When The "Smartest" Choice is Crushing Your Soul

When The “Smartest” Choice is Crushing Your Soul | brokeGIRLrich

I am losing my ever-loving mind.

I wonder how many of my touring friends out there, who have occasionally bounced back to mom and dad’s between gigs for a few weeks, and have now been there for months with no end in sight, feel the same way.

I was supposed to buy a house this year.

But guess that’s not happening. Banks are suspicious of my career at the best of times and downright hate it now. Which I especially love because I’ve actually been successful at it. ::face palm, all.the.face.palms::

So I’ve started extensively researching RVs and trying to figure out how much it would cost to live on the road.

The cost of campgrounds, being overwhelmed at figuring out how to install solar panels, and feeling like I don’t know how to do reliable WiFi (which is necessary or I lose my job) all keep stopping me.

But I can’t stop constantly scrolling and looking for info. And, honestly, I’ve learned a lot the last two months and actually feel like if I could sort the power and WiFi questions especially, I could do this.
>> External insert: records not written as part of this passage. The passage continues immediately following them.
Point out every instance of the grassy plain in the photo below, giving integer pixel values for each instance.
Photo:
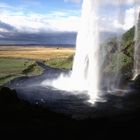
(20, 61)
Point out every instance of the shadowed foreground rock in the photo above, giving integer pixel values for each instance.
(19, 117)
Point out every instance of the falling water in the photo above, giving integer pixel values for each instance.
(85, 67)
(137, 48)
(84, 76)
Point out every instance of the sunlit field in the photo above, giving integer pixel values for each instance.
(21, 61)
(36, 53)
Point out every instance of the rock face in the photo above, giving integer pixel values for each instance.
(122, 54)
(137, 49)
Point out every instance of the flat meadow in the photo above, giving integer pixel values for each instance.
(17, 61)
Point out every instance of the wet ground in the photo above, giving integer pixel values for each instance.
(117, 104)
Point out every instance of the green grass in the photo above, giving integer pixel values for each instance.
(61, 63)
(13, 68)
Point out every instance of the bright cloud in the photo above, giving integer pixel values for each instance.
(34, 22)
(73, 1)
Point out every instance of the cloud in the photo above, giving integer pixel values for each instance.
(64, 20)
(119, 2)
(73, 1)
(5, 26)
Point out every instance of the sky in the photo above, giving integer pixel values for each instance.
(43, 16)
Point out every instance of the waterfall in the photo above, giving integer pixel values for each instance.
(85, 67)
(84, 75)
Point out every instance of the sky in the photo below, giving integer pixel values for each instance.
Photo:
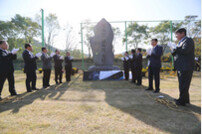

I also constantly check for fully funded PhD scholarships in theatre in the UK regularly. But the thought of all those applications and also going back to school full time… makes me hesitate.

Also, the savings factor that was totally obvious for an MA isn’t quite as large for a PhD. I just like how they teach better over there.

But I keep googling.

I’m so far past stir crazy, I like don’t even know what to do.

I would also feel better if I just moved out. I’m well aware. But to where? I have no idea. Maybe rent another apartment in South Jersey, but to be honest, I don’t know.

Sigh.

I started this post yesterday.

I feel a smidge better today.

But man, oh man, do I ever just feel trapped these days.

The depression is real. I mentioned something to one of my best friend’s this morning and her text reply that ended in “you are doing such an incredible job of adapting to this awful awful year” just brought me to tears because I do not feel like I am.

But maybe I’m faking it real well.

It’s also not like there is any other option.

I do not handle life well when I’m not moving forward.

 

Not that this has much to do with money. Or trying to go from broke to rich (I mean, a little? It’s certainly part of why I moved back in with my dad).

Maybe it’s my own reminder that the smartest financial decisions sometimes suck.

And sometimes they suck so much that trying to optimize every penny isn’t the best choice and it’s smarter to take a different route.

Like… maybe a houseboat?

Friends, please talk me out of buying a house boat.

Ugh. I hope your week is going better than mine. Or if it’s not, and especially if you’re an arts worker, know you’re not alone.